The data model — star schema and relationships — Power BI Module 3

Power BI rewards clean data modelling more than any other BI tool. DAX is built on the assumption that you have a properly normalised model — fact tables in the middle, dimension tables around them, relationships connecting them. Analysts who skip this step fight DAX forever. Analysts who get it right write DAX that 'just works'.

The star schema

Fact table: the transactions / events. Sales, orders, page views, sensor readings. Many rows, few columns of measures, many foreign keys to dimensions.
Dimension tables: the 'who, what, where, when'. Customer, product, store, date. Few rows (relatively), descriptive columns.
Relationships: foreign-key joins. Sales.customer_id → Customer.id. One-to-many: many sales per customer.

Cardinality and filter direction

Every relationship has a cardinality and a filter direction. Cardinality: one-to-many is the standard.
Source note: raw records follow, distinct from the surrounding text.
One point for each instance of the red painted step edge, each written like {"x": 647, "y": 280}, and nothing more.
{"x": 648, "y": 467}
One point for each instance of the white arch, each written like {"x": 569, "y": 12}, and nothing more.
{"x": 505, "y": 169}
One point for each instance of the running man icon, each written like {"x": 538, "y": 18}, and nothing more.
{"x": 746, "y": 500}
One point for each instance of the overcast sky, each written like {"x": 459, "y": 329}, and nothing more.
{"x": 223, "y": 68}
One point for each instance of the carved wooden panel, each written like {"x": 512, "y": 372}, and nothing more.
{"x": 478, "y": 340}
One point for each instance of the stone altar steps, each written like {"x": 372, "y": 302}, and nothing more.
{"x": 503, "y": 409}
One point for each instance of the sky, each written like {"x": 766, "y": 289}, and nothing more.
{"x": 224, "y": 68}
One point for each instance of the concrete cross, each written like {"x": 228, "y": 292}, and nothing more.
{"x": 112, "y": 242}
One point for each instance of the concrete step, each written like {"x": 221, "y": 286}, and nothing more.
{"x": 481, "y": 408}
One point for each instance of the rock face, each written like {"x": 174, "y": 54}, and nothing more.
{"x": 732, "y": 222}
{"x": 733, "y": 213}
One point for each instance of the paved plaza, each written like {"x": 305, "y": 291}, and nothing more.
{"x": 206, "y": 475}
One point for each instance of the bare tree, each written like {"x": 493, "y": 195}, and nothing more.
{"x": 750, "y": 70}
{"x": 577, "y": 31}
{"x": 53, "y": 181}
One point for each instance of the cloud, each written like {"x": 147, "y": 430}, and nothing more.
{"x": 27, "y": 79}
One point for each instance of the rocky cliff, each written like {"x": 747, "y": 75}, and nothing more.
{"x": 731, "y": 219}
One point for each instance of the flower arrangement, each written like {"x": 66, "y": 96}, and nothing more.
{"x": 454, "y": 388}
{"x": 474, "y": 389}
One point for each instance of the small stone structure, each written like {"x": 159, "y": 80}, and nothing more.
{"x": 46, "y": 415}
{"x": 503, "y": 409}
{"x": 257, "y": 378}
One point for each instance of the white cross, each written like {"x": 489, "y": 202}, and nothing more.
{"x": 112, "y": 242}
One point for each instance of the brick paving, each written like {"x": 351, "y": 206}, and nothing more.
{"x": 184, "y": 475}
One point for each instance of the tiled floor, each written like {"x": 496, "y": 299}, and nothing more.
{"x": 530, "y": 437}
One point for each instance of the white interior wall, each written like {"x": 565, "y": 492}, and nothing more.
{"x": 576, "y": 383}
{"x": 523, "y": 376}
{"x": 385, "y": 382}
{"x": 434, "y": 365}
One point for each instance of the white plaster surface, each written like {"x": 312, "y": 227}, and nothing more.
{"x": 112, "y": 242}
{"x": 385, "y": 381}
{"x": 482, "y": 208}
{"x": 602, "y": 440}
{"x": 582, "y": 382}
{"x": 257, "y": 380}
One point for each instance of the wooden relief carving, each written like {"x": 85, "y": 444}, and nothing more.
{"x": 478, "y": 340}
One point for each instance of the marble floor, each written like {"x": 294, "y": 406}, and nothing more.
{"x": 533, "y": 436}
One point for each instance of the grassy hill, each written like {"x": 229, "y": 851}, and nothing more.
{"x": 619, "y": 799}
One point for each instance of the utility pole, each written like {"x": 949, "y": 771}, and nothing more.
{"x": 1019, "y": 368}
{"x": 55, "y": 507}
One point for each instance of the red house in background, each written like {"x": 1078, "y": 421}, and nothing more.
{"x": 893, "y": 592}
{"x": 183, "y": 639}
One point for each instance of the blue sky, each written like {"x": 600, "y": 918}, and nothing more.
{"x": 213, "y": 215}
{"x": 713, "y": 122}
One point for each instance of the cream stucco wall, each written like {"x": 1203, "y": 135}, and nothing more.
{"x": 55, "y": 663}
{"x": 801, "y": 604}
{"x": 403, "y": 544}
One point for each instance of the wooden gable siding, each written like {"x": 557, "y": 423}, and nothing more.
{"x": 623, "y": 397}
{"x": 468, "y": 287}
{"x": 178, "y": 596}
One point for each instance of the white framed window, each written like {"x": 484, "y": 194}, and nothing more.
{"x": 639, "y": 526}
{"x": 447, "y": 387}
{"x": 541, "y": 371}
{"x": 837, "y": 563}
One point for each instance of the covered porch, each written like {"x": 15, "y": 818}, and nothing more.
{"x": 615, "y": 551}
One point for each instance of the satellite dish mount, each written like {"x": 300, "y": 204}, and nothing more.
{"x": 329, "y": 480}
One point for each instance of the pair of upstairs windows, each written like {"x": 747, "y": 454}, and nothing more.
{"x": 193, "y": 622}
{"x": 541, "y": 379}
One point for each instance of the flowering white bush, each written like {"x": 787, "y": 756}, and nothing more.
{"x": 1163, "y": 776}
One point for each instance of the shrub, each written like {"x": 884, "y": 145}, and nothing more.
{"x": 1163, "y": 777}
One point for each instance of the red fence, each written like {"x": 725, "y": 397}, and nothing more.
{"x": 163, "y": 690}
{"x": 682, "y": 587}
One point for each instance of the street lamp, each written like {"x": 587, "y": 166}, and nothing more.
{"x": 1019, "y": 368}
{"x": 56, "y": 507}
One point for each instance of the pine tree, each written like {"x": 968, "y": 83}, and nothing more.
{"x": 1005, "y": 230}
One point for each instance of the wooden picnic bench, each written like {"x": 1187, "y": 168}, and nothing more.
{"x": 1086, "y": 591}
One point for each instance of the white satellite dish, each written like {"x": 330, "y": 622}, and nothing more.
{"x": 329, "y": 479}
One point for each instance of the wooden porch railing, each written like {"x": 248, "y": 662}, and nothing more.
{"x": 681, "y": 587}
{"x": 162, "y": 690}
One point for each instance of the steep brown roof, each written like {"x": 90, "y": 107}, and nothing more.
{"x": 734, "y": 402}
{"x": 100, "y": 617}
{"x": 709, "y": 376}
Many-to-many is allowed but introduces complexity. One-to-one is rare and usually means you should merge the tables.

Filter direction: single (the default) means dimension filters propagate to fact. Bi-directional means filters also propagate back from fact to dimension. Bi-directional is occasionally useful (e.g., 'show only customers who have ordered'), but it creates ambiguous filter contexts in DAX and is the #1 cause of mysterious calculation bugs.

The Date dimension

Power BI's time intelligence functions (SAMEPERIODLASTYEAR, TOTALYTD, DATESBETWEEN) require a proper Date dimension table — a table with one row per date, contiguous, marked as a date table. The auto-generated 'Date Hierarchy' on date columns isn't enough; build a real Date table in Power Query or use Marco Russo's standard M script. This is mandatory infrastructure for any serious financial model in Power BI.

The flat-table trap

Many beginners load a single big CSV and try to build everything on it. Performance is poor, DAX is hard, and refresh times are long. Always normalise: in Power Query, split the CSV into a fact table and dimension tables. Even a tiny dataset benefits — the model relationships are what DAX uses to reason about filter context.

Exercise

Take any flat CSV with 5+ columns. In Power Query, normalise it: identify the dimensions (date, customer, product, etc.) and split each into a separate query that contains only the unique values + an ID column. Replace the original columns in the fact table with the IDs. Set up relationships. Build a simple chart. Was DAX easier to write than it would have been on the flat table?